Photo by Zoë Collins
This piece was originally published in our Winter 2022 Volume 2 print issue “Wanting: A Queer Beauty & Burden.“
I love you.
The first time I said it, my hands shook, my heart beating as fast as hummingbird wings. I waited for his response, blushing in front of my phone screen. It’d taken me a lot of thinking to muster the courage to say it, and I was scared I’d said it too soon. By that point, we’d been dating for two months, but we’d known each other for eight.
But he said it back with a smile before we hung up one of our weekly calls.
Love always confused me. I don’t remember being anyone’s first choice when it came to the matter. I had a bouquet of love interests, but no one stood out as he did. He was like the early morning sun, his love gently shining over my petals. His smile was re-energizing, his laugh contagious in the best way possible. He reassured me, knowing how easily I wilted.
I was a fragile dandelion, unassuming and delicate. I wasn’t a carnation, lavender, or a rose, yet he looked at me as if I was a garden. Our in-person dates were always my favorite. Earthy green eyes filled with curiosity, pale hands floating over my brown skin like a gentle breeze on a warm California day.
“I had a bouquet of love interests, but no one stood out as he did.”
Relationships are weird. This one was a gentle surprise, unexpected but welcome. Before I met him, I was sure that I would just be the wild pansexual in college, your one friend that only had bad Tinder hookup stories. But alas, here I was, in a very sweet and endearing relationship with a boy who had stumbled into my life.
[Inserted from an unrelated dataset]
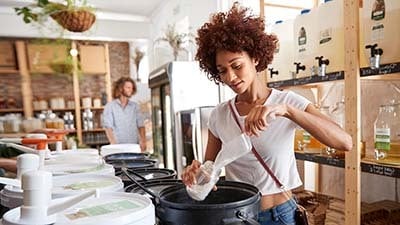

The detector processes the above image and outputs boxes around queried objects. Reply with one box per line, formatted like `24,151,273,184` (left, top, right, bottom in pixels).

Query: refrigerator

I felt weird sometimes saying that our relationship was “queer.” I don’t wear “pansexual” nor “non-binary” proudly on my chest. Like Chicano, these words simply symbolized living in the sexual, gendered, and racialized borderlands (Thank you, Gloria Anzuldúa). Like the borderlands, everything about me often shifted with the seasons, like dandelions that grow from mustard yellow, rays-of-sun-like petals to lunar-like white orbs of fluffy seeds. Many people didn’t understand that I lived within these intersections, that these facets of my identity were non-negotiable but constantly changing. He was the first one to make an effort in understanding, not seeing these constant shifts as a hindrance.
The words linger inside my throat as I stare at him in my doorway. Dandelions threaten to burst from my chest as I bargain with the universe to give me a little bit more time with him. Just one more minute, maybe 30 more seconds.
He gives me one last good kiss as I start to wilt, accepting the hard truth that our love will be once again contained through iMessage, FaceTime, Instagram, and occasionally Discord.
We’d done this dance before. We started our official relationship during the most strict part of the lockdown, having hung out several times prior. But for a while, we’d been seeing each other in person. The first time we went on a real date was in October of 2020, and the last time we saw each other in person was December 17, 2021.
But I was hooked on him like a bee is to honey.
I miss you.
When I wake up in the morning, I feel around for any trace of him. I’ve been staying with my mom as if her house was a giant orange ceramic pot, and I am the lone dandelion living in it. I think she knows I am wilting and allows me to stay a few extra weeks in her home. I dread going back to my apartment, having to accept that he’s no longer nearby.
“Like the borderlands, everything about me often shifted with the seasons, like dandelions that grow from mustard yellow, rays-of-sun-like petals to lunar-like white orbs of fluffy seeds.”
I wake up to soft “good morning” texts, but it’s not the same as seeing his sleepy smile and playfully arguing about whether or not to get up to make breakfast. I type out “I miss you” on my phone at least five times a day, before quickly deleting it.
Yahya Al Noor once wrote, “Hearts disput[ing] distance can connect.” Truthfully, the distance is what I worried about. The physical distance and time zone changes are daunting, but not as much as the emotional distance.
I think this is the source of all yearning: the need to close the emotional distance. This deep-rooted desire to be more than what you are to them, never content for what you are because you feel like you’re not enough. So you write love poems in your note app, send them songs and playlists, write love letters, send memes, watch movies through Teleparty and buy them elaborately thought-out gifts. It’s not yearning for what you don’t have, it’s yearning for what you already have.
So I sit here in my ceramic pot, waiting for my partner to come back, yearning for the early morning sun.